Es sollte zum Mehrspieler-Hit reichen und es wurde zum Fehlschlag: LawBreakers ist im August 2017 für PC und PlayStation 4 erschienen und konnte sich trotz guter Kritiken nicht durchsetzen. Für Hersteller Nexon bedeutet das einen herben Verlust, wie das Unternehmen in seinem Finanzergebnis offenlegt und den Shooter vollständig abschreibt.

Im Quartalsbericht schreibt Nexon, dass das eigene Ergebnis in Nordamerika deutlich unter den Erwartungen liegt. Verantwortlich sollen dafür die enttäuschenden Verkaufszahlen von LawBreakers sein, denn vom Mehrspieler-Shooter des ehemaligen "Gears of War"-Erfinders Cliff Bleszinski hat sich das koreanische Unternehmen deutlich mehr erhofft. Doch schon kurz nach der Veröffentlichung sind die Spielerzahlen auf Steam massiv abgestürzt und haben sich davon trotz Gratis-Wochenenden nicht mehr erholt.

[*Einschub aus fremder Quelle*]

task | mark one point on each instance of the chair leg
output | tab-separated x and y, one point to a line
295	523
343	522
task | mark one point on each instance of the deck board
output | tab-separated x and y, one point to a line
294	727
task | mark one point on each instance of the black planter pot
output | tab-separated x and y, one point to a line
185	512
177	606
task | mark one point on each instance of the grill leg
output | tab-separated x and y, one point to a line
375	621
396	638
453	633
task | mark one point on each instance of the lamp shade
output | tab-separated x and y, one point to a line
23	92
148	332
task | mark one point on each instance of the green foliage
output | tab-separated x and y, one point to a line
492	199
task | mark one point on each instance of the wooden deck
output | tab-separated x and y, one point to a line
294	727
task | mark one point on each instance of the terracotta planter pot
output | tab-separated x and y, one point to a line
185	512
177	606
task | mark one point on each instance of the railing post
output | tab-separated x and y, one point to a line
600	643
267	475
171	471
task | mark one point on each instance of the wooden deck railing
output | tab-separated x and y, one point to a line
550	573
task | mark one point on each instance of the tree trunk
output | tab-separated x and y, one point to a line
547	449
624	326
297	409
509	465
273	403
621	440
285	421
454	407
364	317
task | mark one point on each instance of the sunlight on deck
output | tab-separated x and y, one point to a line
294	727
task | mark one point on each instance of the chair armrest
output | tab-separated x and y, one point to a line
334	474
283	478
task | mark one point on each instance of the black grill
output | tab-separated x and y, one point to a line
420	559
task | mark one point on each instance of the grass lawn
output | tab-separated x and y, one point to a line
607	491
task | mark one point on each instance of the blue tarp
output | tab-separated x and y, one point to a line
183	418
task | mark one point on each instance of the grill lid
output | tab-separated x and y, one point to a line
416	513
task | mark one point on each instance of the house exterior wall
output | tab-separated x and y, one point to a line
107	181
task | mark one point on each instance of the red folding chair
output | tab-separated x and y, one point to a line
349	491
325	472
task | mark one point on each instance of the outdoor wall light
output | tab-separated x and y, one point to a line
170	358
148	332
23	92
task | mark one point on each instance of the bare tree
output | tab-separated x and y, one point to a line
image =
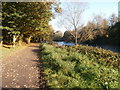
113	19
71	17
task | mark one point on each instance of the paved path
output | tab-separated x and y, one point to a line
20	69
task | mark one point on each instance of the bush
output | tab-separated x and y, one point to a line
78	67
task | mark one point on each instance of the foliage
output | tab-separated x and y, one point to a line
26	20
70	67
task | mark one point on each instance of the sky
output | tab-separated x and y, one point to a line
93	8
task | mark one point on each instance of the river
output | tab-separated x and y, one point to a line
107	47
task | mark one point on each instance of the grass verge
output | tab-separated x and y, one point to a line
79	67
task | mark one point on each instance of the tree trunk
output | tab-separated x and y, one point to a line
20	40
14	40
29	39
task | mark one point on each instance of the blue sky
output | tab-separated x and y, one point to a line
94	8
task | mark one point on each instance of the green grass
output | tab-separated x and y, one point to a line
4	52
70	67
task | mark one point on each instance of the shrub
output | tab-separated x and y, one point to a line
79	67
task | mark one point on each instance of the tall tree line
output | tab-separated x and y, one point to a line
27	20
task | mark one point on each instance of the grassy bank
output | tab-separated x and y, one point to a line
79	67
7	50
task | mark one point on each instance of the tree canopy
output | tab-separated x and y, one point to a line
25	20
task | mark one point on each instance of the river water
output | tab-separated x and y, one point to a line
107	47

Den Grund dafür sieht Nexon im übermäßigen Erfolg von Playerunknown's Battlegrounds, welches 2017 die Verkaufszahlen dominiert hat. "Wir haben sehr hohe Erwartungen an den Start gehabt, aber der Zeitpunkt des Starts hat sich als unglücklich erwiesen. Insbesondere das Blockbuster PC-Online-Game Playerunknown's Battlegrounds ist ungefähr zur gleichen Zeit erschienen, was das Marktumfeld für Ego-Shooter im Allgemeinen und LawBreakers sehr schwierig gestaltet hat", so der Hersteller.

LawBreakers ist somit laut Nexon hauptverantwortlich für den Großteil des Wertverlustes im letzten Finanzquartal. Was die Abschreibung für den Multiplayer-Shooter genau bedeutet, ist allerdings noch unklar.

Mögliche Szenarien beinhalten unter anderem einen Verkauf der Marke an ein anderes Unternehmen oder gar die komplette Einstellung des Spiels. Die Zukunft für LawBreakers ist demnach sehr ungewiss.